В целом отношение кадетов к церкви оставалось достаточно осторожным. Официальная позиция партии была выражена в п. 15 «тактической» резолюции III Восточной конференции, гласившем о поддержке православной церкви как «хранительницы исторического бытия духовного лица России» при соблюдении свободы совести.[981] Признавая ее морально-воспитательное значение, выступая за сохранение закона Божьего в школах и за тесный союз с духовенством в антибольшевистской борьбе, они вместе с тем не спешили полностью принимать традиционные консервативные установки православия. Один из лидеров иркутских кадетов Н. Н. Горчаков, в ответ на упрек в адрес партии в «безрелигиозности», возразил: «Разве религия – партийное дело?»[982]

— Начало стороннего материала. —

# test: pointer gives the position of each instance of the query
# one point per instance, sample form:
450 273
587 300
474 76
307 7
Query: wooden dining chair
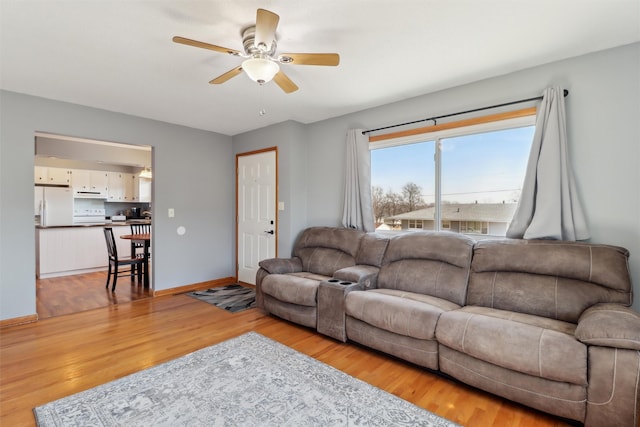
134 263
137 248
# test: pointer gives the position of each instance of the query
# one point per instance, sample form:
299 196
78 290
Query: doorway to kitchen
95 184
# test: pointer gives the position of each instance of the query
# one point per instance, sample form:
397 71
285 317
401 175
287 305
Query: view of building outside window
481 178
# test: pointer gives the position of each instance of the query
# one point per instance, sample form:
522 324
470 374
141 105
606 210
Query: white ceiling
118 55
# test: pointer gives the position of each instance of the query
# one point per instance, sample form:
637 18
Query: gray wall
193 172
603 126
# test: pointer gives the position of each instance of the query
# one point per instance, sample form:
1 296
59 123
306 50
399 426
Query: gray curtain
549 207
358 209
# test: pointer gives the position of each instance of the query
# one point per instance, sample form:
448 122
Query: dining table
145 239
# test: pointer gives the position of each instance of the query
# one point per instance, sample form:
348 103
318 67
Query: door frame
275 207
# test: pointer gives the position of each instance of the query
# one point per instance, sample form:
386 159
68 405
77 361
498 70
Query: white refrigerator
54 205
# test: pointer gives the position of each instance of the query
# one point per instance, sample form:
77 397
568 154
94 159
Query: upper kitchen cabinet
123 187
53 176
89 183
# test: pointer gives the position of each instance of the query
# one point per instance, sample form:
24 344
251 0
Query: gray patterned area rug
233 298
250 380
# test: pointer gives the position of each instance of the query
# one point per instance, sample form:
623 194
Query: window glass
403 181
471 180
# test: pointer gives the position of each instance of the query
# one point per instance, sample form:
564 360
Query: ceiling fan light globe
260 70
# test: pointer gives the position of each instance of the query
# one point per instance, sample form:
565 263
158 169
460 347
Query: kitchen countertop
98 224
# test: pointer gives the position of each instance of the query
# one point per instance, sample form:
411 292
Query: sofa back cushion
372 249
429 263
554 279
323 250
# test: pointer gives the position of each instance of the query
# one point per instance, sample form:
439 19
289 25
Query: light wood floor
58 296
58 356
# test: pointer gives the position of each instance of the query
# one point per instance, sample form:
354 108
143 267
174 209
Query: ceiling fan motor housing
249 43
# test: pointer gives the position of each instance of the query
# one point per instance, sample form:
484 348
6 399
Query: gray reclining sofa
542 323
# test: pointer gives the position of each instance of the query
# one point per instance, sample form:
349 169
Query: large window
466 179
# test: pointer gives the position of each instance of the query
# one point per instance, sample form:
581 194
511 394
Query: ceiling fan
262 63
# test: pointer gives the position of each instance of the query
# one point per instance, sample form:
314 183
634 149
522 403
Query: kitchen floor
72 294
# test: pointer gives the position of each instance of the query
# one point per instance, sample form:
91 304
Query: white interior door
257 221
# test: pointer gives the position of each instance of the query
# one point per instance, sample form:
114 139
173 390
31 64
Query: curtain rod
537 98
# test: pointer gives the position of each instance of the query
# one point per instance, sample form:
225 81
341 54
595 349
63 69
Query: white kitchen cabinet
144 190
130 187
48 175
123 187
73 250
90 181
38 199
116 187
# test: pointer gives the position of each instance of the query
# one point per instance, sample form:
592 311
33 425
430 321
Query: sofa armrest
281 265
610 325
365 275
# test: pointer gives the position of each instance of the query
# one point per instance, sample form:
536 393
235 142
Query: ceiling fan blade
285 82
203 45
330 59
226 76
266 24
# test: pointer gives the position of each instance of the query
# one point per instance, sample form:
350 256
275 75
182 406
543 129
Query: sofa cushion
533 345
548 278
429 263
295 288
404 313
372 249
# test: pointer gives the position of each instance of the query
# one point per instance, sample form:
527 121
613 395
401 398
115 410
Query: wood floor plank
58 356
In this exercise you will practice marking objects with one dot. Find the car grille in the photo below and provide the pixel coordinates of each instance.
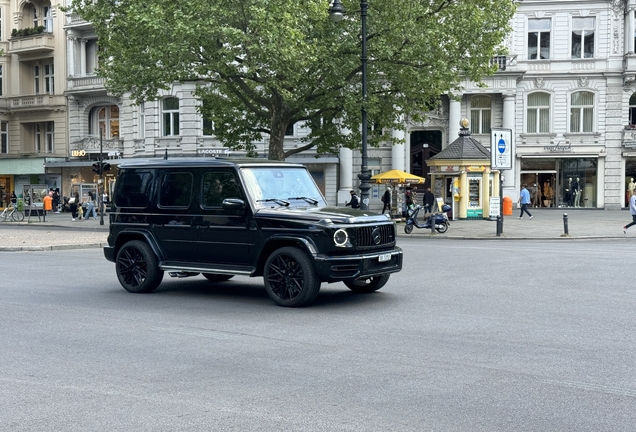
(376, 235)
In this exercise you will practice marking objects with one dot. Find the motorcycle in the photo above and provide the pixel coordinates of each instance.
(439, 219)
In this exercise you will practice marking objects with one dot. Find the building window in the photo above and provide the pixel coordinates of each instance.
(48, 19)
(44, 137)
(36, 79)
(538, 114)
(632, 111)
(539, 38)
(104, 121)
(170, 111)
(583, 37)
(4, 137)
(480, 113)
(49, 79)
(582, 112)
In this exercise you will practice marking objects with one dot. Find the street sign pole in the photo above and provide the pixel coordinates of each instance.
(500, 160)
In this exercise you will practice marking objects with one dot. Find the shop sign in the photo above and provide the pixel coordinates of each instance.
(444, 168)
(559, 148)
(476, 168)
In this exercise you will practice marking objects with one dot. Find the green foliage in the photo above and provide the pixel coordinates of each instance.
(264, 64)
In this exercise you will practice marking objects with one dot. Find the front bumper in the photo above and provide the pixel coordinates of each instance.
(339, 268)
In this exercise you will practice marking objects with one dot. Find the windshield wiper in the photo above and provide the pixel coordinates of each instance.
(309, 200)
(276, 200)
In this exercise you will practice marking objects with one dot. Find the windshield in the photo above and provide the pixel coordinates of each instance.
(281, 186)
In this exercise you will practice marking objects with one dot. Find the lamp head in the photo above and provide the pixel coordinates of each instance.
(336, 11)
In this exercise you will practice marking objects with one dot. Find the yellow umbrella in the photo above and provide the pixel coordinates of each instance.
(397, 176)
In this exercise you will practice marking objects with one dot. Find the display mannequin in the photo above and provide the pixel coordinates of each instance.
(576, 190)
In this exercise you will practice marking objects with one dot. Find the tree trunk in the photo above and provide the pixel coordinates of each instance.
(277, 136)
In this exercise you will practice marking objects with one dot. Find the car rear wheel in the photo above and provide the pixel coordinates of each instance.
(215, 277)
(367, 285)
(137, 268)
(290, 278)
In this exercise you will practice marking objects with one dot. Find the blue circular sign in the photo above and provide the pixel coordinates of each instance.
(501, 145)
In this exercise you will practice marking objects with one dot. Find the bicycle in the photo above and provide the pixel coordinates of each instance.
(12, 212)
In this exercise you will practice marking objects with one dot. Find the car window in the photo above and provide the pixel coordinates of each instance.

Вместе с тем, в публикациях этого времени кадеты отводили религии не только духовно-нравственное значение, но и роль связующего звена между интеллигенцией и народом. Называя революцию «страшным судом над интеллигентщиной», вынудившим ее обратить взоры к «царству Духа, а не Материи», «Сибирская речь» заявляла: «Интеллигенция должна понять это, если она не желает быть выброшенной за борт истории, как ненужный груз. Несомненно, что нельзя творить русскую национальную жизнь без участия самого народа. И самый простой путь для того, чтобы перебросить мост от интеллигента к крестьянину, лежит через религию (выделено мной – В. Х.)».[983]

Довольно прозрачно пропагандировали кадеты и ту функцию церкви, которую еще Вольтер назвал «уздой для народа»: «Церковь – фактор, организующий дух народа, делающий народ дисциплинированным, лишенным свойств зверя».